Fritzi Gros-Daillon, an approved instructor of the National Association of Home Builders, is a seasoned professional in environmental consulting and aging-in-place home safety and modifications industries. Arters reached out to her for assistance in developing a diversified team of trained Certified Aging-In-Place Specialists professionals in Maricopa County after recognizing the void for servicing the 50-plus marketplace.
“When we look at some universal design features, like a motion-activated faucet, these can work well for those struggling with arthritis to turn a knob and if you’re a five-year old child,” explained Gros- Daillon, the national award-winning author of “Grace and Grit: Insights to Real Life Challenges of Aging for Adult Children and their Parents.”
“This type of faucet works well if you’ve sprained your wrist and you have to use your other hand to get water.
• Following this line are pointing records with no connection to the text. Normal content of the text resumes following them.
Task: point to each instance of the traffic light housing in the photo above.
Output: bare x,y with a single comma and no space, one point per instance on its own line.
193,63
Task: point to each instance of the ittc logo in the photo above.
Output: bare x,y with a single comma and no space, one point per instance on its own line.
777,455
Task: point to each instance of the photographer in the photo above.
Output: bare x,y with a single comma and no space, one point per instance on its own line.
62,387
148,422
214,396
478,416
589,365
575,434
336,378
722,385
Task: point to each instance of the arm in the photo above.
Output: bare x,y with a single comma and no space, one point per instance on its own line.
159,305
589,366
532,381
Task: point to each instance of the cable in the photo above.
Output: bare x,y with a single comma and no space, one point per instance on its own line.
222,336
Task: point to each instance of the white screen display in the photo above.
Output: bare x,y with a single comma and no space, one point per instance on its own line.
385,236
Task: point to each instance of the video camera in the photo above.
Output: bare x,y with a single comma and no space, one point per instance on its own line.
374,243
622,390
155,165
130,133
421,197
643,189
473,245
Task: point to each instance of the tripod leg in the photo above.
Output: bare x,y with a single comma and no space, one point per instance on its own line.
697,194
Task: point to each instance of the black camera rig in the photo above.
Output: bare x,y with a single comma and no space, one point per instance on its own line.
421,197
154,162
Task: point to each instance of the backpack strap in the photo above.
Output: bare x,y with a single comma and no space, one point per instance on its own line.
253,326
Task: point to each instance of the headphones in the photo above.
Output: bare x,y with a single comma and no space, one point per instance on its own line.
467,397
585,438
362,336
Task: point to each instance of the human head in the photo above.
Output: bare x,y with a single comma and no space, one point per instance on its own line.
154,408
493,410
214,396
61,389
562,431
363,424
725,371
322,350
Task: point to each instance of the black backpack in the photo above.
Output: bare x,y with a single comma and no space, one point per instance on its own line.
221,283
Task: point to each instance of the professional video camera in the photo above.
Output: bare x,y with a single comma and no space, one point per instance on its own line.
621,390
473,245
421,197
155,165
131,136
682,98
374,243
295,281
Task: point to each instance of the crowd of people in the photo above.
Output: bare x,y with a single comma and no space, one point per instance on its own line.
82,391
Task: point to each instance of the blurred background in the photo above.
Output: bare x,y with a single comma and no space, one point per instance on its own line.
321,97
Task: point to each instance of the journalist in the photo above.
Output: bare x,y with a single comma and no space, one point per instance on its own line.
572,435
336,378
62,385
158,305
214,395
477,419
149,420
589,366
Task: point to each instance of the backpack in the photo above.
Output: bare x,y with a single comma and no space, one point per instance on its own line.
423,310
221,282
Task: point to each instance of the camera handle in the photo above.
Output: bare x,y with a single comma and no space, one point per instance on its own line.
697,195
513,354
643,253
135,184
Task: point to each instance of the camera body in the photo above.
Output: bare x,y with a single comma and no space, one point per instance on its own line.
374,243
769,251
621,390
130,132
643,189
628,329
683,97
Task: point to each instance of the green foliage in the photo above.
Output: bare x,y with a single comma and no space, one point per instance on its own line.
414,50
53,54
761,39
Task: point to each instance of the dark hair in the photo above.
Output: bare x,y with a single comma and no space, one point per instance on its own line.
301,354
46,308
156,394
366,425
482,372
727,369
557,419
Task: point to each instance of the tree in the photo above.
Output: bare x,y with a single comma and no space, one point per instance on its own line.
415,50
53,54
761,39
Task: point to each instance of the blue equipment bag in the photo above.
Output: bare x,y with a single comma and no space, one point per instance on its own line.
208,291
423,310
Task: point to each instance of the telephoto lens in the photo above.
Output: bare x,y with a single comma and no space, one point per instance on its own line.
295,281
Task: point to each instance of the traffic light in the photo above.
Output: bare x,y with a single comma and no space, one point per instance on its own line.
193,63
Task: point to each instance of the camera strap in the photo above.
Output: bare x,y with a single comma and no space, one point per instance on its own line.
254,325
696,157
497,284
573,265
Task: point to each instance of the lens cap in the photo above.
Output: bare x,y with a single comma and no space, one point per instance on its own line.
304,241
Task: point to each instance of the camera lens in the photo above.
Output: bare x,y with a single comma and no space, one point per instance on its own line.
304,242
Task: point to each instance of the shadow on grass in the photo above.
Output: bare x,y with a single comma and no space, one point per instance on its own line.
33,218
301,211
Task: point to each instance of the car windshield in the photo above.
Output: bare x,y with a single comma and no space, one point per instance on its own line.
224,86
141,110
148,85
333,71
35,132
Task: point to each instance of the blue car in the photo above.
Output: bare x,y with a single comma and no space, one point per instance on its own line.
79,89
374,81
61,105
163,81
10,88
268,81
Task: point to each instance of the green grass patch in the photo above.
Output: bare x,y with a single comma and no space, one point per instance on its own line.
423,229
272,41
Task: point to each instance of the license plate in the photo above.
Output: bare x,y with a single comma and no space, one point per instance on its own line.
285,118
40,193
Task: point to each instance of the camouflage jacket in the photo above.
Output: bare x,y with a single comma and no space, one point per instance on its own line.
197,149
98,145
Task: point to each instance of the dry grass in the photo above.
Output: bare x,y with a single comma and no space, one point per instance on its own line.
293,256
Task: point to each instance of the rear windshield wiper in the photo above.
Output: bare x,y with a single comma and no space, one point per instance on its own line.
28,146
We’re moving from the aging-in-place thinking toward this universal design and making these features work for everyone regardless of their age.”
Zero-threshold entries are another nice feature that can accommodate people in wheelchairs but are also great for strollers, walkers, scooters and make easy entry for anyone.
Other home modifications include decorative grab bars, comfort high toilets, zero threshold showers, bigger windows, wider doorways, maintenance-free exteriors and landscaping, and flex space.
“We look at the transitions for people accessing their homes and then transitions between the rooms to make sure there are no tripping hazards,” said Gros-Daillon.
“One of my personal modification favorites includes security lighting, motion sensors, and the new voice-activated systems.
“It’s all about improving the lighting to reduce the tripping hazards in a home.”